Sinker's right- there's nothing wrong with fudging for the sake of story. That said- while there are no rules for car crash severity- there are rules for falling... namely, every 10 feet of falling = 5 stress (unavoidable, ie, always hits- but reduced by armor and rolling with it helps MARGINALLY).
Doing a little math (I actually am a rocket scientist. Well, astrophysicist- close enough)... ignoring terminal velocity:
-a 10 foot fall has you going about 17mph. 5 stress.
-a 20 foot fall has you going about 24mph. 10 stress.
-a 30 foot fall has you going about 30mph. 15 stress.
-a 40 foot fall has you going about 35mph. 20 stress.
-a 50 foot fall has you going about 39mph. 25 stress.
-a 60 foot fall has you going about 42mph. 30 stress.
-a 70 foot fall has you going about 46mph. 35 stress.
-a 80 foot fall has you going about 49mph. 40 stress.
-a 90 foot fall has you going about 52mph. 45 stress.
-a 100 foot fall has you going about 55mph. 50 stress.
-a 120 foot fall has you going about 60mph. 60 stress.
-a 150 foot fall has you going about 67mph. 75 stress.
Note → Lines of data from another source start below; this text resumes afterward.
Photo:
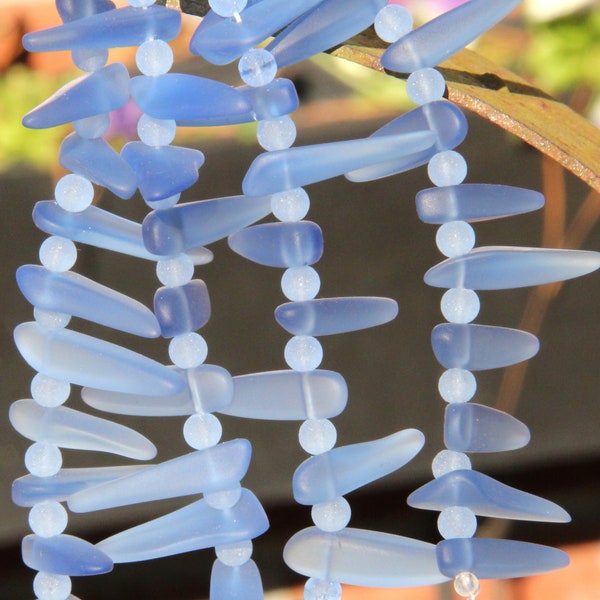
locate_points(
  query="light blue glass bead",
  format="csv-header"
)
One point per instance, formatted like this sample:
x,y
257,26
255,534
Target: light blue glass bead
x,y
194,224
330,23
218,468
99,92
485,497
361,557
502,267
79,296
471,427
85,360
443,118
241,582
164,171
29,490
497,559
111,29
193,527
324,477
68,428
295,167
96,160
182,309
328,316
480,347
288,395
223,41
209,388
292,244
64,555
475,202
439,39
-a 200 foot fall has you going about 77mph. 100 stress.
-a 250 foot fall has you going about 86mph. 125 stress.
-a 300 foot fall has you going about 95mph. 150 stress.
-a 350 foot fall has you going about 102mph. 175 stress.
-a 400 foot fall has you going about 109mph. 200 stress.
-a 450 foot fall has you going about 116mph. 225 stress.
-a 500 foot fall has you going about 122mph. 250 stress.
It gets fairly out of hand from there. Course- this is a good benchmark for what happens if a car hits a pedestrian (60mph = 60 stress, mostly going to the person = instant pudding).
For vehicle on vehicle, it needs some tweaking. A lot of that energy gets wasted in the form of movement (it's rare that both cars just stop in their tracks- usually they skid off eachother and bounce around a lot)... and of course, most of it gets absorbed by the car itself rather than going directly to the passengers... and the equivalent of "rolling with it" would be trying to steer away from the wreck at the last second, so it only provides a glancing blow.
Short form: I'd let the driver(s) roll to reduce (or increase, his choice) the damage... say, +2 stress per +1 on the roll?
Then I'd assume that any small vehicle is going to take at least 1/2 of the damage dealt, with the rest going to passengers... with most taking more like 3/4 of it.
The remaining damage occurs as a zone effect to all passengers (rather than being split up)... each safety feature is a taggable aspect they can use to reduce the damage (seatbelts, harnesses, helmets, body armor, airbags, roll-bars/cages, professionally armored vehicle, etc) IF it's being used.
Anyone in a 60mph head-on collision is looking at taking 45 stress to their vehicle, and 15 stress themselves if they aren't wearing their seatbelt. More than enough to kill, but also survivable with serious injury.
As for the mythbusters- the mistake they made was that they would've been right if they'd been talking about the total energy of the system... but the way that energy gets split up between objects of same or differing mass threw them.
Total damage should be based off the total speed of both vehicles combined, then split up between the 2 vehicles (which is why the mythbusters got it wrong- they were right that a head-on-head 60mph + 60mph collision had 2ce energy as a 60mph vs wall.... but that energy is split up because it also has 2ce the mass to affect)... if one car is a lot lighter than the other, then it'll get bounced around more... but most of the time, if both vehicles are fairly similar in mass, just split it evenly. (In game: Motorcycles and semi's involved? Fudge it one way or the other as appropriate).